Owing to its slim valuation, we would not sell. But we are not quite convinced that it is time to buy.

Greene King

Our view: hold

Share price: 487.4p (-30.6p)

The brewer and pub operator Greene King presents a tough call. After a good run, the company's shares were on the slide yesterday, not least because investors were jittery over the warning of a "testing" year to come thanks to the ongoing consumer squeeze.

For us, they have been strong performers – we've been buyers since the end of 2009, when they stood at 422p. We bought again in February, at 472.7p, and with the struggles the pub and brewing sector faces you could argue that it is time to bank profits. However, the past year has hardly been easy and yet the company has performed well. Turnover was up 6 per cent, breaking through the £1bn barrier for the first time.

Pre-tax profits were up 14 per cent at £140m and, significantly, the dividend was up 7.4 per cent at 23.1p. With the payout more than two times covered by earnings, it looks solid. The net debt of £1.4bn makes us a little queasy but fixed charges such as interest payments and rent are 2.6 times covered.
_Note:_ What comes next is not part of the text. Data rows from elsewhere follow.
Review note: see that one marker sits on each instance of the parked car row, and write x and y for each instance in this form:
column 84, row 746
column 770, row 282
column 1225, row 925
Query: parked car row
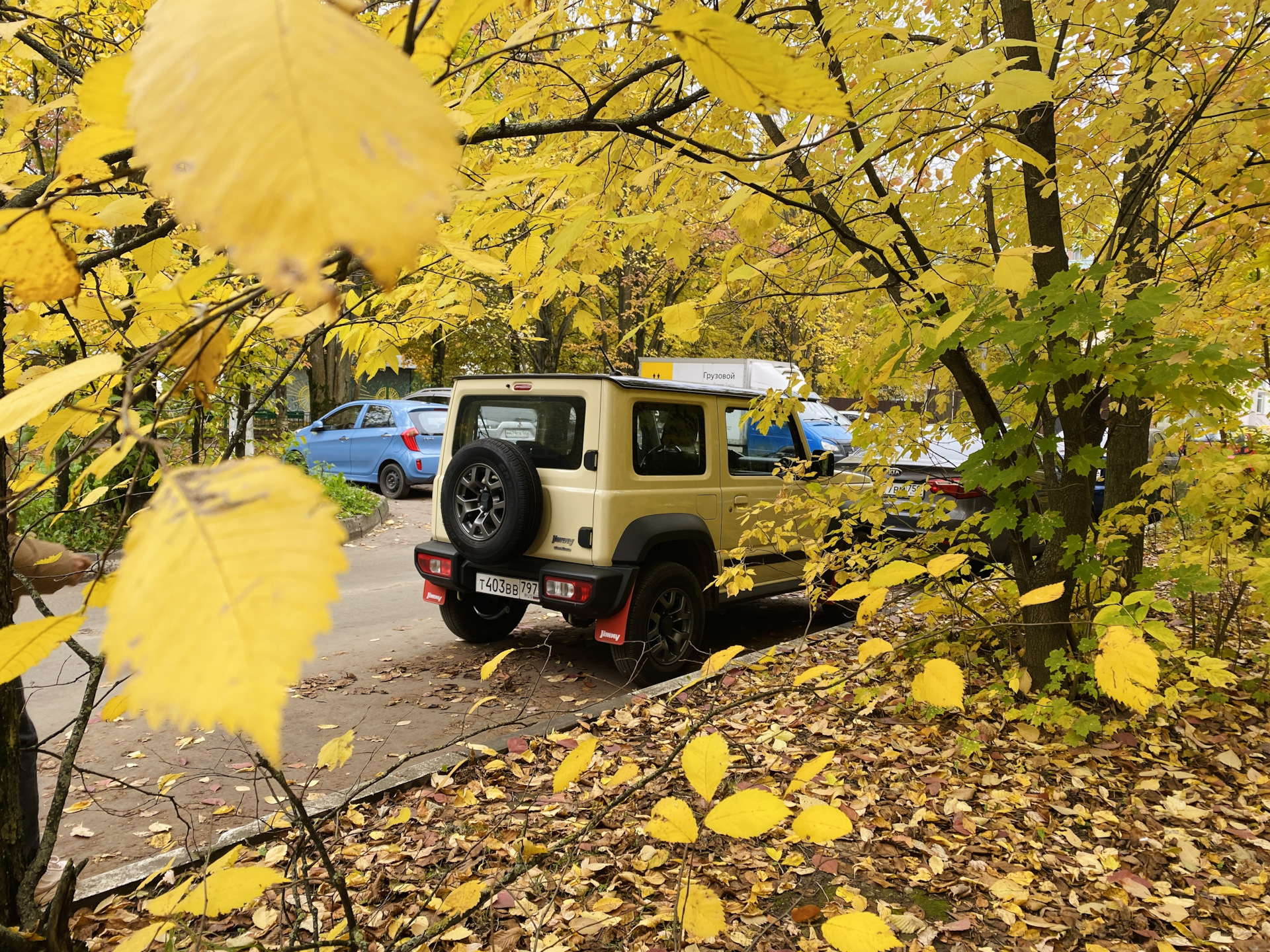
column 390, row 444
The company's food offering is performing strongly and its expansion strategy is aggressive and ought to help it to continue to grab market share. Plus, the valuation, at about 10 times full year earnings, is undemanding with a forecast yield of 5 per cent. We're happy to keep holding.

Hampson Industries

Our view: avoid

Share price: 25.5p (-3p)

Times are tough for Hampson Industries. Revenues may have grown by 17 per cent at the aviation tooling and component-maker over the past year, hitting a comfortable £198m according to annual results published yesterday.

But increasing debts and "operational issues" at the company's Detroit facility have dragged pre-tax profits down to just £10.8m, against the £25.2m seen last year.

No matter that Hampson Industries warned earlier in the year about the issues at the US factory (costed in the accounts at £34.6m in goodwill impairment). The company's shares still dropped yesterday.

Hampson's chairman Chris Geoghegan did put on a brave face, however, talking up the revenue growth in the face of "strong macro economic headwinds and industry pressures" and flagging up operational improvement plans and advanced talks to sell off non-core assets.

In the end, though, the dreary figures – combined with revelations about the £3.1m sale of its ailing car-parts business, dubbed by a Judge as "fraudulent" – are rightly taking their toll and make us cautious.